NeoClouds versus Hyperscalers for ML
Lambda customer at Iambic Therapeutics on GPU infrastructure choices for ML training and inference
This split matters because GPU cloud buyers are not choosing a generic cloud, they are choosing between cheap raw compute for training and polished infrastructure for always on production workloads. In practice, NeoClouds win when a team needs custom networking, dense multi GPU clusters, and lower hourly prices, while hyperscalers win when the job is tying inference into a broader enterprise stack with mature security, networking, and support.
-
NeoClouds earned share by being willing to customize the cluster itself.
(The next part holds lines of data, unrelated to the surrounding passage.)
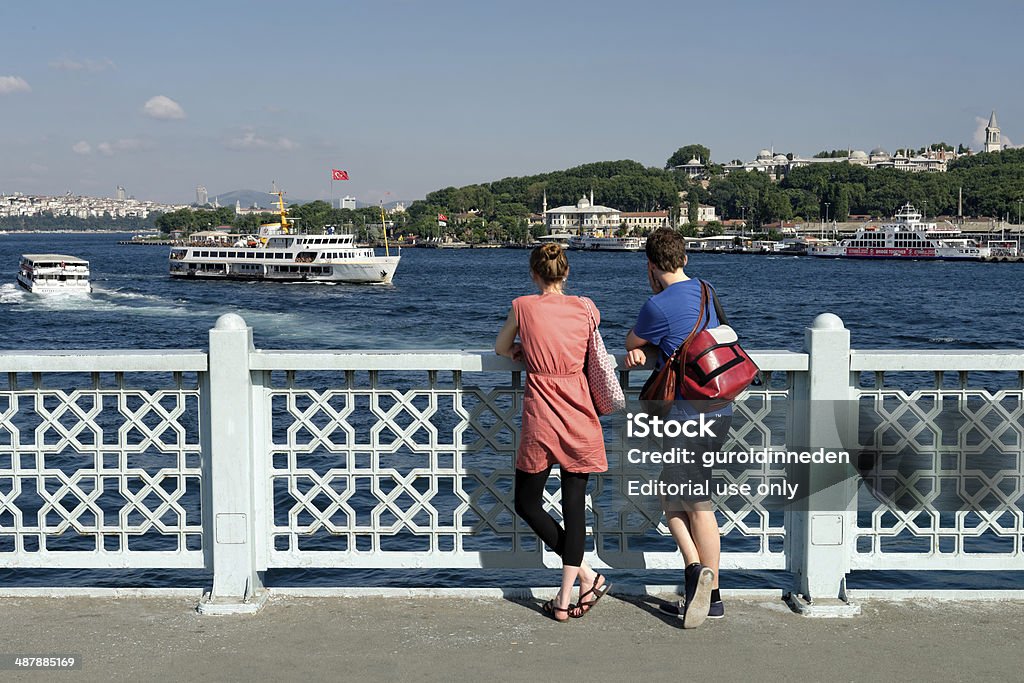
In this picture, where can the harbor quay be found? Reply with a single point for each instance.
(238, 461)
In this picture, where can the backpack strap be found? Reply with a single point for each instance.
(722, 318)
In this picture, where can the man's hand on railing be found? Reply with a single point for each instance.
(636, 357)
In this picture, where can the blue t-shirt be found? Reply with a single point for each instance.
(668, 317)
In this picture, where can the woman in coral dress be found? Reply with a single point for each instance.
(559, 421)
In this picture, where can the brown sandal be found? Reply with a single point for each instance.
(585, 606)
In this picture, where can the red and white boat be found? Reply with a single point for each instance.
(906, 237)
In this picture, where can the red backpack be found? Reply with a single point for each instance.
(710, 367)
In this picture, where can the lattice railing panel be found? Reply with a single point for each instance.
(948, 480)
(375, 462)
(91, 465)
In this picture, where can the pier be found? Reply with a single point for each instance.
(374, 638)
(236, 460)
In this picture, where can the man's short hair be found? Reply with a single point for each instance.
(667, 249)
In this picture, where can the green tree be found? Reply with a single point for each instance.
(685, 154)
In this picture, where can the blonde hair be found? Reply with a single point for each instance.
(549, 262)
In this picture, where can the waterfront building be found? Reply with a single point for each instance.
(778, 166)
(694, 168)
(644, 221)
(993, 141)
(585, 216)
(706, 214)
(18, 205)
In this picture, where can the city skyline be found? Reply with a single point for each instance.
(411, 97)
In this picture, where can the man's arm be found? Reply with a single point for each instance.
(638, 348)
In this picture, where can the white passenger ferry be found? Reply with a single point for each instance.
(597, 243)
(282, 254)
(54, 273)
(905, 238)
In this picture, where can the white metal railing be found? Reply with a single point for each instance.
(242, 460)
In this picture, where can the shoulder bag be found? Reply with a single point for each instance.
(710, 367)
(600, 369)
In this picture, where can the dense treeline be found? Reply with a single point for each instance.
(47, 221)
(992, 185)
(501, 209)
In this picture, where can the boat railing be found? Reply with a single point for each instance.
(238, 461)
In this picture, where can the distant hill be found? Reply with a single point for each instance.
(249, 198)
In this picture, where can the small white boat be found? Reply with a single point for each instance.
(54, 273)
(598, 243)
(282, 253)
(907, 238)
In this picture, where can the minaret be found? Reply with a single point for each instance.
(992, 140)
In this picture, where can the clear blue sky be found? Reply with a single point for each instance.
(413, 96)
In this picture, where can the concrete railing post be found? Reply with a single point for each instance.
(820, 527)
(229, 507)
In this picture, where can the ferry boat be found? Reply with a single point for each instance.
(54, 273)
(283, 254)
(905, 238)
(598, 243)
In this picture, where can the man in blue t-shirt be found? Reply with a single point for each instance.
(662, 327)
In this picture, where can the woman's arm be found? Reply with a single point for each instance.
(505, 344)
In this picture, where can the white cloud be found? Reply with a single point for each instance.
(84, 65)
(163, 108)
(9, 84)
(250, 140)
(111, 148)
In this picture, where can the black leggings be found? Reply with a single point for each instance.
(566, 543)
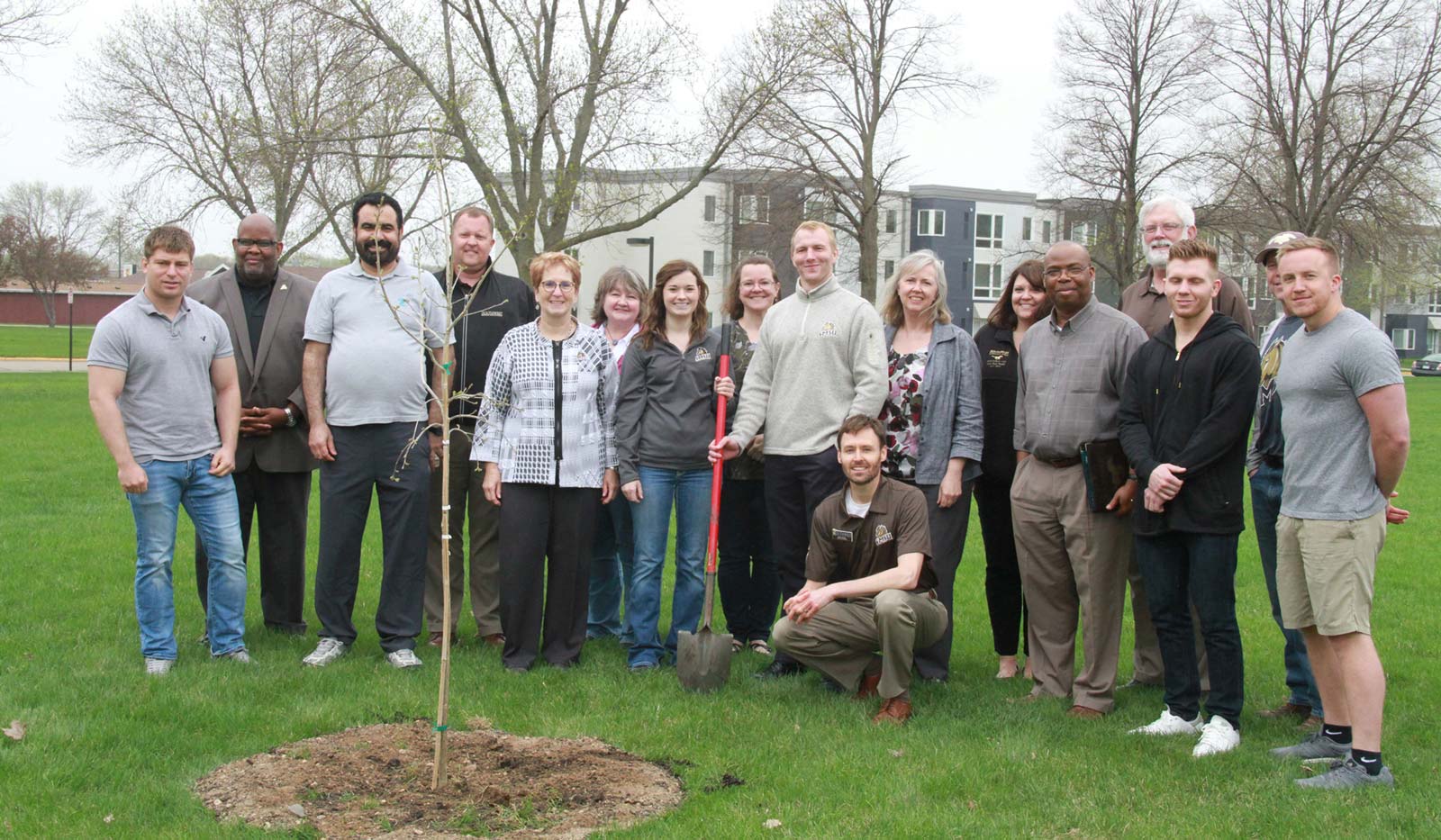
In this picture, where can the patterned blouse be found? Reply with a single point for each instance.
(519, 427)
(901, 412)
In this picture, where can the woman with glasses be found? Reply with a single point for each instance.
(933, 418)
(619, 307)
(665, 421)
(545, 436)
(749, 587)
(1020, 306)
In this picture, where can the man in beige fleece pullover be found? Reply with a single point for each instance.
(820, 359)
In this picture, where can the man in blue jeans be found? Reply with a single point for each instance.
(155, 364)
(1264, 467)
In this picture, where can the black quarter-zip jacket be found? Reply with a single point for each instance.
(1192, 410)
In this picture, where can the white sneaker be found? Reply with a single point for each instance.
(1169, 724)
(1217, 736)
(403, 659)
(328, 652)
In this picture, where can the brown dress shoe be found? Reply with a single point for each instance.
(893, 710)
(1287, 709)
(868, 686)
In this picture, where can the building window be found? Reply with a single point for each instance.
(989, 230)
(756, 209)
(989, 281)
(929, 222)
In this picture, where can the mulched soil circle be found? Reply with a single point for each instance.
(375, 781)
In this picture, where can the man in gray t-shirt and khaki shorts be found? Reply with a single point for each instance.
(1346, 439)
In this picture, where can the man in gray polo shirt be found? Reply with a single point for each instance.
(155, 364)
(1073, 558)
(367, 330)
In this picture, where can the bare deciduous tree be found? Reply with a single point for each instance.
(1121, 133)
(866, 62)
(48, 238)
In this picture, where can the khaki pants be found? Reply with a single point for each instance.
(467, 503)
(842, 637)
(1073, 569)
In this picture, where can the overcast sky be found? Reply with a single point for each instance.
(989, 144)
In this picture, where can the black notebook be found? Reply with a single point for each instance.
(1106, 470)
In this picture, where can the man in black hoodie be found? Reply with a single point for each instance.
(1185, 415)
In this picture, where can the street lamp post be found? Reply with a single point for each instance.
(650, 264)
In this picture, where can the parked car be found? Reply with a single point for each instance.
(1427, 366)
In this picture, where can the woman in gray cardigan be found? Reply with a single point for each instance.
(933, 418)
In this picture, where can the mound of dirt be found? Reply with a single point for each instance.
(375, 781)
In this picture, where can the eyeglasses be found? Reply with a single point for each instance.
(1073, 271)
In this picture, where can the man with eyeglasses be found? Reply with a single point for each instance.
(1164, 222)
(1073, 551)
(372, 324)
(266, 309)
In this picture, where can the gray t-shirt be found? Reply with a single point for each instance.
(376, 366)
(1329, 468)
(168, 401)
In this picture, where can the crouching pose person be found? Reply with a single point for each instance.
(869, 583)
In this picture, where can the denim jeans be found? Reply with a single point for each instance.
(689, 493)
(216, 516)
(612, 569)
(1265, 508)
(1185, 569)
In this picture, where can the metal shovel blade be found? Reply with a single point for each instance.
(703, 660)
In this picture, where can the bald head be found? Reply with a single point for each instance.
(257, 249)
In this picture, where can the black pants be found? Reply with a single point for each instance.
(384, 458)
(948, 528)
(1183, 571)
(794, 489)
(545, 571)
(1003, 595)
(749, 588)
(281, 501)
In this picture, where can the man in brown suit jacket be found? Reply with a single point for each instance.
(266, 310)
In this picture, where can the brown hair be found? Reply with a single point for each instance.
(617, 275)
(857, 422)
(169, 238)
(732, 306)
(655, 321)
(1304, 242)
(544, 261)
(1003, 317)
(1196, 249)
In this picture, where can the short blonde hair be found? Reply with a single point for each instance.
(893, 310)
(540, 263)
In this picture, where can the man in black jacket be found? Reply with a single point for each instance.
(1185, 414)
(485, 306)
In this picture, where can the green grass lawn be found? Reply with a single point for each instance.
(112, 753)
(28, 342)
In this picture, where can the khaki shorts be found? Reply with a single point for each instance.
(1326, 573)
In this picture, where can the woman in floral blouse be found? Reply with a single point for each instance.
(933, 418)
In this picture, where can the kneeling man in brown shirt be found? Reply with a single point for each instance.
(869, 583)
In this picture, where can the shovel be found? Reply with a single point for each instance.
(703, 657)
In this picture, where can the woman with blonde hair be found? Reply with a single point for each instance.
(933, 418)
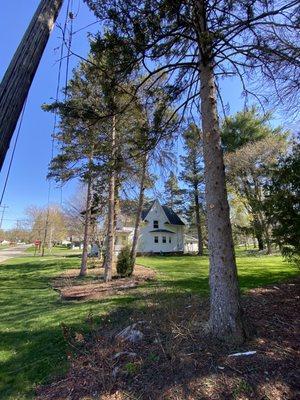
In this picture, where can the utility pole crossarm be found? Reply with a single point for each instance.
(18, 78)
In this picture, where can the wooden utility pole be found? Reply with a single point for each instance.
(21, 71)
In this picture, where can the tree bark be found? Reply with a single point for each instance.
(225, 320)
(110, 240)
(139, 211)
(87, 220)
(198, 221)
(17, 80)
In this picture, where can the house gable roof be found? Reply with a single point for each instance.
(170, 214)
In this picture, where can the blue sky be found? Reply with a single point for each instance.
(27, 182)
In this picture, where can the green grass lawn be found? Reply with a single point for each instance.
(32, 348)
(191, 272)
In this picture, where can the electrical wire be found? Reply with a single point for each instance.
(13, 152)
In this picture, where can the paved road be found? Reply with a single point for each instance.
(13, 252)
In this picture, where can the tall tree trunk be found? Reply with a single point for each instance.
(110, 240)
(139, 211)
(21, 71)
(225, 311)
(258, 232)
(87, 221)
(198, 221)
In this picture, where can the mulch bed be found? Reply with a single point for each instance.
(176, 360)
(71, 287)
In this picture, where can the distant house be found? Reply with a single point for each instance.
(161, 231)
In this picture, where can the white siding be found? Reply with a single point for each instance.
(146, 239)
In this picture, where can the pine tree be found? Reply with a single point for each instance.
(173, 194)
(192, 175)
(196, 42)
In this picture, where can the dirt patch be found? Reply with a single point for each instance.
(71, 287)
(176, 360)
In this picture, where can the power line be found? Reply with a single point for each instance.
(4, 207)
(13, 152)
(55, 120)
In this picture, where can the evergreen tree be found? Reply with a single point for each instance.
(173, 194)
(192, 175)
(283, 205)
(245, 138)
(195, 42)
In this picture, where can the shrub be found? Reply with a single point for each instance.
(124, 263)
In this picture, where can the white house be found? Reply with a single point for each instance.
(161, 231)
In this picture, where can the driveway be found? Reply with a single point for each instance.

In Iambic's case, Lambda and CoreWeave were open to selling InfiniBand based training setups that AWS would not spec at the time, and they did it at a lower price. That is a concrete advantage for training teams that care about interconnect speed more than polished cloud tooling.
-
The economics map cleanly to customer segment. Lambda is pushing lower cost H100 access and simpler self serve workflows for smaller teams, while CoreWeave has moved upmarket into giant reserved capacity deals and large scale HGX clusters for customers committing thousands of GPUs over multiple years.
-
Hyperscalers are not technically weak, they are just optimized differently. Google offers A3 Mega H100 instances with GPUDirect and up to 1,800 Gbps networking, AWS offers P5 and UltraCluster options with EFA, and Oracle offers RDMA cluster networks, but these products sit inside heavier enterprise environments and usually come with more process and higher total cost.
The market is heading toward a clearer barbell. CoreWeave is becoming the high end specialist for massive reserved clusters, hyperscalers remain the default home for enterprise inference, and the open lane is a simpler DigitalOcean for ML that bundles cheap GPUs with much better developer workflow. That is the lane where Lambda can deepen its edge.